Hissarlik,
under Dr. Doerpfeld's hands, yielded from the Sixth City the evidence
of an Asiatic civilization truly contemporaneous with that of Mycenae.
Even before the end of the century it became apparent that Crete was
destined to prove a focus of this early culture, and the promise, as
we shall see later, has been more than fulfilled.

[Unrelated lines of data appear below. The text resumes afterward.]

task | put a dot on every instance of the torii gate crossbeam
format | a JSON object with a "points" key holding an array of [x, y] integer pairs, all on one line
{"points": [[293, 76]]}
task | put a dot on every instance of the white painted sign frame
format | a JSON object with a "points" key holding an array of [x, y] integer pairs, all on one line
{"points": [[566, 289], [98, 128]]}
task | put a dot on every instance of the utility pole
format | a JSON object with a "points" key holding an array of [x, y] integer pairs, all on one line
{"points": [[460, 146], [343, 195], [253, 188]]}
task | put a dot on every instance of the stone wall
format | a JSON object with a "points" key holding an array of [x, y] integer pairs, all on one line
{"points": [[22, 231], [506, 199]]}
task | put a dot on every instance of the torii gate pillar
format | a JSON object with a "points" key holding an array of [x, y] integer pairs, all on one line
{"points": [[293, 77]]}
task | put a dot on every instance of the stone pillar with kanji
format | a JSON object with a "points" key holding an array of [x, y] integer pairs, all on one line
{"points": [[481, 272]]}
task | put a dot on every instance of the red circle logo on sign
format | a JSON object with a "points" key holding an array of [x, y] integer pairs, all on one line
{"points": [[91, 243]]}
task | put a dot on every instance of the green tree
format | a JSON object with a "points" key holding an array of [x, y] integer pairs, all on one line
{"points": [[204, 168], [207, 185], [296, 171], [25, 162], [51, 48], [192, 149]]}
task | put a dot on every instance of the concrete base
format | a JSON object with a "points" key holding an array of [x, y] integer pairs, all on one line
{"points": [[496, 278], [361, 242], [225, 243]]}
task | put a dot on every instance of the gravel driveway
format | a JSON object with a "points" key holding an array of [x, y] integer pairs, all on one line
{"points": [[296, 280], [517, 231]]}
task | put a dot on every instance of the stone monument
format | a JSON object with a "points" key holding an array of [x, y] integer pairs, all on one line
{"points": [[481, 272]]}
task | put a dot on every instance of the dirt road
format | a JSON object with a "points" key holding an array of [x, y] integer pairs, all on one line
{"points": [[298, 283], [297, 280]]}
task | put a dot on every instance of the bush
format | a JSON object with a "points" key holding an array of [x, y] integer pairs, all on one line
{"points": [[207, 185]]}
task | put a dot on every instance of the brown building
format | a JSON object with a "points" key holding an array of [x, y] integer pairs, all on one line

In Egypt Professor
Petrie found deposits of prehistoric AEgean pottery in the Delta, the
Fayum, and even in Middle Egypt, proving that this civilization,
whatever its origin, had been in contact with the ancient civilization
of the Nile Valley, while even in the Western Mediterranean, in
Sicily particularly, in Italy, Sardinia, and Spain, finds, less
plentiful, but quite unmistakable, bore witness to the wide diffusion
of Mycenaean culture.
Roughly, the result came to this: 'that before the epoch at which
we are used to place the beginnings of Greek civilization--that is,
the opening centuries of the last millennial period B.C.--we must
allow for an immensely long record of human artistic productivity,
going back into the Neolithic Age, and culminating towards the close
of the age of Bronze in a culture more fecund and more refined
than any we are to find again in the same lands till the age of
Iron was far advanced. Man in Hellas was more highly civilized
before history than when history begins to record his state; and
there existed human society in the Hellenic area, organized and
productive, to a period so remote that its origins were more distant
from the age of Pericles than that age is from our own.